Wichelhaus A
Abteilung für Unfall-, Hand- und Wiederherstellungschirurgie, Chirurgische Universitätsklinik, Universitätsmedizin Rostock, Schillingallee 35, 18055, Rostock, Deutschland,
Unfallchirurg. 2015 Feb;118(2):155-66; quiz 167-9. doi: 10.1007/s00113-014-2712-2.
The treatment of acute peripheral finger injuries is part of the daily routine of surgeons in emergency departments. This article presents the most common forms of peripheral finger injuries and the specific diagnostic and therapeutic aspects. The injuries include incision and tear injuries, injuries to the nailbed, distal extensor tendon injuries, severed flexor tendons of the distal joint, bite injuries, high-pressure injection injuries and amputation injuries of the distal phalanx of fingers. For the latter, the form, level and height of the amputation are decisive for therapy. Soft tissue defects on the extensor and flexor side of the finger are also common for emergency surgeons. The basic principles of the initial management of peripheral soft tissue injuries of the hand involve the reconstruction of tendons and nerves and soft tissue coverage. Pathogenic organisms are detectable in more than 80 % of bite wounds so that prophylaxis and therapy of infections are of special importance. An adjuvant antibiotic therapy is necessary for infections as well as for high-pressure injection injuries. It is also important for the treating physician to recognize when a hand surgeon must be involved.

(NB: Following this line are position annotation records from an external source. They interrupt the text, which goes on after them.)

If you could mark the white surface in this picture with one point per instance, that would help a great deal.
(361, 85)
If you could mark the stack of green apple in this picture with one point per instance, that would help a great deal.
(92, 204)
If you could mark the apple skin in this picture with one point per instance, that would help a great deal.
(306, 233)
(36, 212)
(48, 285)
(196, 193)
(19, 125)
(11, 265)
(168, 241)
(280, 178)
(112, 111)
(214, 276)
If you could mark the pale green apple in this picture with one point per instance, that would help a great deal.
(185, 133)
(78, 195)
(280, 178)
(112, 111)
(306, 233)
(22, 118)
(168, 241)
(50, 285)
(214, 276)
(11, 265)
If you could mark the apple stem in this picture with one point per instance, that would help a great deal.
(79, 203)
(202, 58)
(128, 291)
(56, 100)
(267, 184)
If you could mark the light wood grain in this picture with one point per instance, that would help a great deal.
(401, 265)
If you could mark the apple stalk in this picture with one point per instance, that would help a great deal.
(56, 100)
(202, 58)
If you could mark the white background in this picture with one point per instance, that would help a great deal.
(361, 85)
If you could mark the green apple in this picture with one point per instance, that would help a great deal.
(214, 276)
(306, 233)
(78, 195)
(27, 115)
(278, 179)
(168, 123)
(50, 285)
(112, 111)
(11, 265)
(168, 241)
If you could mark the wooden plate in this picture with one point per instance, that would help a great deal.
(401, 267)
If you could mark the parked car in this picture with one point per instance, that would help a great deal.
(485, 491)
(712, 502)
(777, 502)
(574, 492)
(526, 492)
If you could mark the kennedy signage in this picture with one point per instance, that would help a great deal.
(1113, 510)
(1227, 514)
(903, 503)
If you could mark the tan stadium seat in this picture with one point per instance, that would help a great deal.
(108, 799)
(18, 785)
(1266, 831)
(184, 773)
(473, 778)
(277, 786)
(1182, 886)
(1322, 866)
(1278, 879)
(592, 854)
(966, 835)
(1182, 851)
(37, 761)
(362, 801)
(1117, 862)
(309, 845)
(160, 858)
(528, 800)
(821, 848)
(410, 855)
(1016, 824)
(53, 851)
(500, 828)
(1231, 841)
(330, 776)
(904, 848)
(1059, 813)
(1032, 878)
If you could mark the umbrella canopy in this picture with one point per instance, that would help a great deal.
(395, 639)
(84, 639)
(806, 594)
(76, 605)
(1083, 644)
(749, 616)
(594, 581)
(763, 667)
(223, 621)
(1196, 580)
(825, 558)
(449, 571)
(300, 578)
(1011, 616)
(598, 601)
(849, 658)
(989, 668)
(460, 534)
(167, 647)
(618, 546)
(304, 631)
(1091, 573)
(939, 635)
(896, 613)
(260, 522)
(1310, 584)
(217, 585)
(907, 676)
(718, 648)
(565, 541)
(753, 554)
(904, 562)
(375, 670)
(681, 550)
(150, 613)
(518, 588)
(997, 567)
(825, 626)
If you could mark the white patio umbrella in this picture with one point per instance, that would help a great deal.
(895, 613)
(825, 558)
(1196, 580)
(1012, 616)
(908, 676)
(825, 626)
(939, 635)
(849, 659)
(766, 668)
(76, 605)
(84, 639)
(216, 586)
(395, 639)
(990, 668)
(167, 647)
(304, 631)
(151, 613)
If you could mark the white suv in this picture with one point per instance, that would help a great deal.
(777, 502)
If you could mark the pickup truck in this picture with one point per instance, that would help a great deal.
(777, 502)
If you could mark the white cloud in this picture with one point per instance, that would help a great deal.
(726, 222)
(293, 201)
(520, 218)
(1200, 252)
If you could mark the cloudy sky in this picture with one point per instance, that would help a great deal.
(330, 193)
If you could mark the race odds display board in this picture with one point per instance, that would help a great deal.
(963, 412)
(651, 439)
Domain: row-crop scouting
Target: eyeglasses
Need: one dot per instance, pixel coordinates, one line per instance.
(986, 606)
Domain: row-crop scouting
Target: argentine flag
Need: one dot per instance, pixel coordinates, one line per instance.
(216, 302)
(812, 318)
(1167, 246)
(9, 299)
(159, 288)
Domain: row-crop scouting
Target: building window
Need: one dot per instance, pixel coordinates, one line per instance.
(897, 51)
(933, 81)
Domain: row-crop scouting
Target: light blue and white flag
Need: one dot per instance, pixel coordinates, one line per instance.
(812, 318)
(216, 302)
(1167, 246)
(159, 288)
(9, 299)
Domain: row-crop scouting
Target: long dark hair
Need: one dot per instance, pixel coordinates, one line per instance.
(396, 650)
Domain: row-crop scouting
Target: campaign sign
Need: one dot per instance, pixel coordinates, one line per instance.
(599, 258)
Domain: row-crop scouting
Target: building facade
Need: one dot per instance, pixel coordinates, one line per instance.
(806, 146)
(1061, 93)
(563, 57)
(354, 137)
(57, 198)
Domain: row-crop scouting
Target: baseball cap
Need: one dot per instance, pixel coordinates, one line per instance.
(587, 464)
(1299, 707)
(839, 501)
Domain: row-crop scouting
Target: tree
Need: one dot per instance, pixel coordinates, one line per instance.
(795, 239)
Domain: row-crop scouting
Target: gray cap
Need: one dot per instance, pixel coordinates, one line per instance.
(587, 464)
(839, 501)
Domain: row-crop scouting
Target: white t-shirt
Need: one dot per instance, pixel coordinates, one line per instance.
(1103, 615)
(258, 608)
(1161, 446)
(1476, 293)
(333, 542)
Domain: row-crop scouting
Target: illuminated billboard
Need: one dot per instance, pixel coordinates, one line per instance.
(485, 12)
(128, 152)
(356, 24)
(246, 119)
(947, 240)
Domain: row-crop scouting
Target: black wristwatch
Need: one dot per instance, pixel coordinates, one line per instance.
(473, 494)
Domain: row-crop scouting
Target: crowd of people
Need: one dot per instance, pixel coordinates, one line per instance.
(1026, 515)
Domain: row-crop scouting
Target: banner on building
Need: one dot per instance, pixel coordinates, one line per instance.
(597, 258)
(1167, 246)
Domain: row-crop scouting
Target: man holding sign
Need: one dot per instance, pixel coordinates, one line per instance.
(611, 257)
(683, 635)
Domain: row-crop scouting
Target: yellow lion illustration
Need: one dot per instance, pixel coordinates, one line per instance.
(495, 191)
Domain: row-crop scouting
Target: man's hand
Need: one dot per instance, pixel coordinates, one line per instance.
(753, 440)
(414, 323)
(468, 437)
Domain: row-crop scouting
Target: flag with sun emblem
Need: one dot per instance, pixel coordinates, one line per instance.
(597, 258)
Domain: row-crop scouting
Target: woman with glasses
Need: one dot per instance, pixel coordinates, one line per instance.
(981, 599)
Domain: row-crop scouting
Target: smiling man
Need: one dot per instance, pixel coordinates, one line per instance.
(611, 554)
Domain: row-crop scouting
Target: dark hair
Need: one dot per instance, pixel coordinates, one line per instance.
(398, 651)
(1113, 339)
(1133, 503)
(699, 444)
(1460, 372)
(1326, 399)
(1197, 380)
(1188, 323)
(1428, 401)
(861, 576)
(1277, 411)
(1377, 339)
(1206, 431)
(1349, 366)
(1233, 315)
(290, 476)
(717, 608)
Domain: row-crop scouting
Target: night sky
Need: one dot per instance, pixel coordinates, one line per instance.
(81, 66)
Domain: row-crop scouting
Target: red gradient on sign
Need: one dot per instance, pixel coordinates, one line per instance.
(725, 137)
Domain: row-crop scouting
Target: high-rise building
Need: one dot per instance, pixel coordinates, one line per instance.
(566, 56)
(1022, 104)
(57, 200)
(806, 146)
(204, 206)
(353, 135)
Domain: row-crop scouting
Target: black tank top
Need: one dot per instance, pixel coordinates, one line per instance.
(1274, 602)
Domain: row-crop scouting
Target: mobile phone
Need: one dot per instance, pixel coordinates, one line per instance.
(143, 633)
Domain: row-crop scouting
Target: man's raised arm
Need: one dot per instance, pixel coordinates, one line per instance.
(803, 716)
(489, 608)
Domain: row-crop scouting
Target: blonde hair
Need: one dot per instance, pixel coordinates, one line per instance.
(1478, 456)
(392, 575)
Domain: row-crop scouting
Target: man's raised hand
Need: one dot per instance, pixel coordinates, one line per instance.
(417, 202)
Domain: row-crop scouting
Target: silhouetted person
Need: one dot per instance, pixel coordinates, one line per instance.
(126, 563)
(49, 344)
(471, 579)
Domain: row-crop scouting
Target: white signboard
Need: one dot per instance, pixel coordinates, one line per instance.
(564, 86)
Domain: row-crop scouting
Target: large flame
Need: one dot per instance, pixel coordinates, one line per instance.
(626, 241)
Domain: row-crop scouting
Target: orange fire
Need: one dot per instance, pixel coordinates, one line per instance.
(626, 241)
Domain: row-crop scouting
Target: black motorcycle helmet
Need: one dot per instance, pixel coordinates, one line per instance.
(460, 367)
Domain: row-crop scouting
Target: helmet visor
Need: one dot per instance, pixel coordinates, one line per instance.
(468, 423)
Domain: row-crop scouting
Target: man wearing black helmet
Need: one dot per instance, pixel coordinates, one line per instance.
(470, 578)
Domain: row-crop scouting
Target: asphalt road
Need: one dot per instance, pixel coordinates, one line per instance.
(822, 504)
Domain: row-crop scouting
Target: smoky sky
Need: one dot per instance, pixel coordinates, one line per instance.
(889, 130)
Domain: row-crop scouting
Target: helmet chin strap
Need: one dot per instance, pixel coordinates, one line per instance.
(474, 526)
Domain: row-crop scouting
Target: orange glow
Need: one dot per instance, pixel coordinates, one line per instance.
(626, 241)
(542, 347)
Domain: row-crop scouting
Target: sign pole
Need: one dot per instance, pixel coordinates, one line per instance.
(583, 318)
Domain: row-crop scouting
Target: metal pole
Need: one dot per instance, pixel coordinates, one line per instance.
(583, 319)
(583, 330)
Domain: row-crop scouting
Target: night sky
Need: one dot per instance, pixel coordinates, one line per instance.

急性手指外周损伤的治疗是急诊科外科医生日常工作的一部分。本文介绍了手指外周损伤的最常见形式以及具体的诊断和治疗要点。这些损伤包括切割伤和撕裂伤、甲床损伤、指伸肌腱远端损伤、远端关节屈肌腱离断、咬伤、高压注射伤以及手指远节指骨截肢伤。对于后者,截肢的形式、水平和高度对治疗起决定性作用。手指伸侧和屈侧的软组织缺损对外科急诊医生来说也很常见。手部外周软组织损伤初始处理的基本原则包括肌腱和神经重建以及软组织覆盖。超过80%的咬伤伤口可检测到致病微生物,因此感染的预防和治疗尤为重要。对于感染以及高压注射伤,辅助抗生素治疗是必要的。对于治疗医生而言,认识到何时必须请手外科医生会诊也很重要。